The Metropolis of Patras (Ιερά Μητρόπολις Πατρών) is a metropolitan see of the Church of Greece in the city of Patras in Achaea, Greece. The see traces its origins to its patron saint, Saint Andrew, in the 1st century. Historically, it has been one of the two pre-eminent sees of the Peloponnese along with the See of Corinth. The see has been part of the Greek Orthodox Church (the Patriarchate of Constantinople until 1833, the Church of Greece since then), except for the period where the city was part of the Principality of Achaea and a Latin see was installed.

==History==
The see of Patras was founded, according to tradition, by Saint Andrew, who was crucified there. His relics are still kept in the metropolitan cathedral of Saint Andrew of Patras.

Until 733, Patras was subordinated to the See of Corinth, and under the jurisdiction of the Patriarchate of Rome. In that year, Emperor Leo III the Isaurian transferred all the sees of the Illyricum to the Patriarchate of Constantinople.

Patras was later raised to an archbishopric, which it remained until 806, when it became a metropolitan see. It had four suffragans; then five about 940; after 1453 it had only two, which successively disappeared.

A celebrated stylite lived there in the tenth century, to whom St. Luke the Younger went to be trained.
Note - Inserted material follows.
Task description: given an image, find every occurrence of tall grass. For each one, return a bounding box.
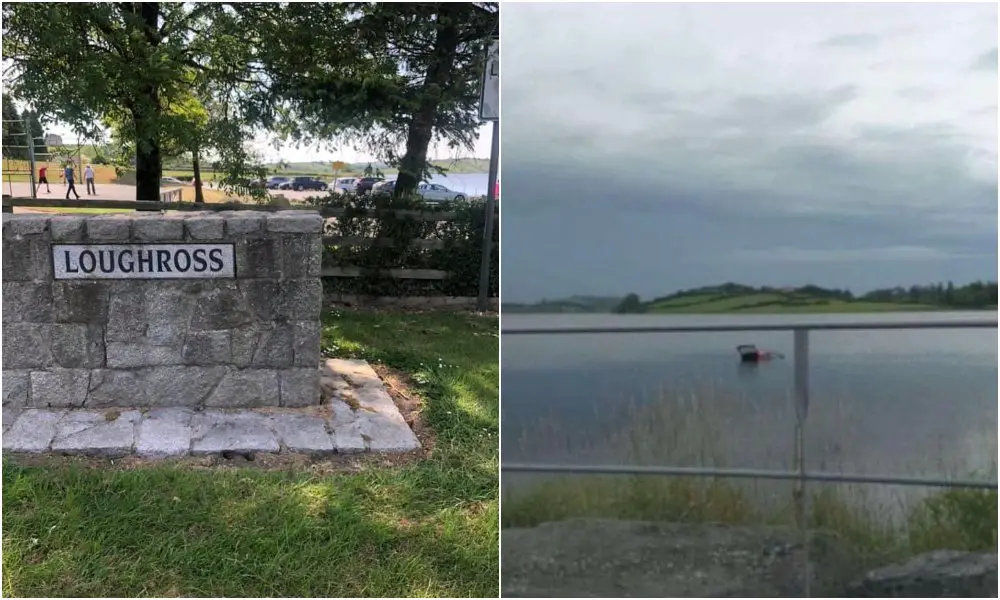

From 1180 until 1833, the see was officially termed "Metropolis of Old Patras" (Μητρόπολις Παλαιών Πατρών), to distinguish it from "New Patras", modern Ypati. Among the most prominent metropolitans of this period were the future Ecumenical Patriarchs of Constantinople Timothy II and Gabriel IV, as well as Germanos III, who played an important role in the Greek War of Independence.

==Latin see==

In 1205, William of Champlitte took possession of the city of Patras and installed canons; they in turn elected Antelm of Cluny as archbishop. It had five suffragans, Andravida, Amyclæ, Modon, Coron, and Cephalonia-Zante; even when Modon and Coron belonged to the Venetians they continued to depend on Patras. The ecclesiastical territory included the barony of Patras, subject to the Aleman family and a vassal to the principality of Achaea.

In 1276, the archbishops acquired control over the barony of Patras, which henceforth became practically independent from the rest of the Principality. The Latin archbishops held the barony 1408, when they sold it to Venice. In 1429 it again fell into the power of the Greeks of the Despotate of the Morea, who restored the Orthodox see. Patras was taken by the Ottoman Turks in 1460.

The list of its Latin archbishops has been compiled by Le Quien, Heinrich Gelzer, Jules Pargoire. When Patras ceased to have residential Latin bishops, Latin titular bishops continued to be appointed. This practice ceased after the Second Vatican Council and no further appointments to the titular see have been made since the death in 1971 of the last bishop to hold the title.

In 1640, the Jesuits established themselves at Patras, and in 1687 the Franciscans and Carmelites. In the nineteenth century the pope confided the administration of the Peloponnese to the Bishop of Zakynthos, in 1834 to the Bishop of Syros.